Pride and gratitude for the soldiers, sailors, airmen and airwomen who have served their country has shone through at Dubbo's Anzac Day commemorations.
Applause rang out as veterans marched through the centre of the city mid-morning to the cenotaph in Victoria Park.
Generations of residents gathered there on the 100th anniversary of the first Anzac Day after the armistice that brought World War I to an end.
Captain Anthony Klenthis of the Royal Australian Navy returned to his home town to deliver the address.
He said they congregated to "pause and remember those who have served our country in war and in peace and to reflect on their sacrifice.
"One hundred years ago, the Anzac Day of 1919 would have been very different from the three Anzac Days that preceded it, although most of our soldiers and sailors were still awaiting transport to return back home to Australia," he said.

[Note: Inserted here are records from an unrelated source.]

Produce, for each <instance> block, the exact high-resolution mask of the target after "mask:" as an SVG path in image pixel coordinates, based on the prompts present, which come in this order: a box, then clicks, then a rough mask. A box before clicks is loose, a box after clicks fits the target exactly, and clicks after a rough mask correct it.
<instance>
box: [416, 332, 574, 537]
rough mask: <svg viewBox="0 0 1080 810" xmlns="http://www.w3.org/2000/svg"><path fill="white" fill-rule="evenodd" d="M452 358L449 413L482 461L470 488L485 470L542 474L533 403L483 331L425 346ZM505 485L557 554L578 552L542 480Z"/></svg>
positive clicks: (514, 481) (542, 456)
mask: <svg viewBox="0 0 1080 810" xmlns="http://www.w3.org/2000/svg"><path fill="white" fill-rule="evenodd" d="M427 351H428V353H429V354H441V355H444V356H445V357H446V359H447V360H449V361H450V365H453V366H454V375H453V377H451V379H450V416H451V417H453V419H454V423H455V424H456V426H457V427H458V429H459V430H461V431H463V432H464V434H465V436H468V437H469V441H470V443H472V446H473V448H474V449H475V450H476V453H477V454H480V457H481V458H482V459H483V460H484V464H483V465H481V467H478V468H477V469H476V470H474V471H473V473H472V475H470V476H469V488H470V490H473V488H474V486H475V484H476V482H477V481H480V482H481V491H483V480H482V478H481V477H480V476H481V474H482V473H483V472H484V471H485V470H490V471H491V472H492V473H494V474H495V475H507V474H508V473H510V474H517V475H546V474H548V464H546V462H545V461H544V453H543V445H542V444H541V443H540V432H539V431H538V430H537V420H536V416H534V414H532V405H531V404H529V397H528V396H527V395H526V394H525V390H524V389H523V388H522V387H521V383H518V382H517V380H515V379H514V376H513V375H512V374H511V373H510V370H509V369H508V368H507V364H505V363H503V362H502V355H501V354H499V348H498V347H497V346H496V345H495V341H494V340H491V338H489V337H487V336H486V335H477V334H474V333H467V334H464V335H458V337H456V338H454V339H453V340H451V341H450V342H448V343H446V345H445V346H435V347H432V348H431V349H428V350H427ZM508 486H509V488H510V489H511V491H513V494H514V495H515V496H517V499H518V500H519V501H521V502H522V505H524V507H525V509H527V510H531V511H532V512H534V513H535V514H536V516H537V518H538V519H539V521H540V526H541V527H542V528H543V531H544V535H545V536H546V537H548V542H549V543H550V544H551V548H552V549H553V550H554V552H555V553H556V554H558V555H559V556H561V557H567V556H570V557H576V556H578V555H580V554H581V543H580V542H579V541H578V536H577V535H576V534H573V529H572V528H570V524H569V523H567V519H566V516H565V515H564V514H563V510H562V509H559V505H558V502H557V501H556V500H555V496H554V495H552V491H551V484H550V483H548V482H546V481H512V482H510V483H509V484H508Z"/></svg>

"By April 1919, the Armistice had been signed, peace had come at last and the killing and misery was at an end.
"Australia would have taken pride in what its soldiers had achieved, and the contribution they had made to the efforts of our allies.
"However, there would also be an immense sense of grief for those who would never be coming home, and the emotional battles that lay ahead for our returning soldiers and their families."
Captain Klenthis's career began in 1987 and on Australia Day he received the Conspicuous Service Cross for his work in the RAN, including deployment to places like Afghanistan, on Australia Day.
This year was an opportunity to consider the broader purpose of Anzac Day, he said.
"Today, over 100 years after the First World War, we cannot fully appreciate the relief and grief our ancestors felt," he said.
"But we can take pride in the contribution of our defence force and what it continues to do on the world stage.
"We show our gratitude for the sacrifices of our first Anzacs and for the sailors, soldiers, airmen and airwomen who have continued to uphold the Anzac tradition."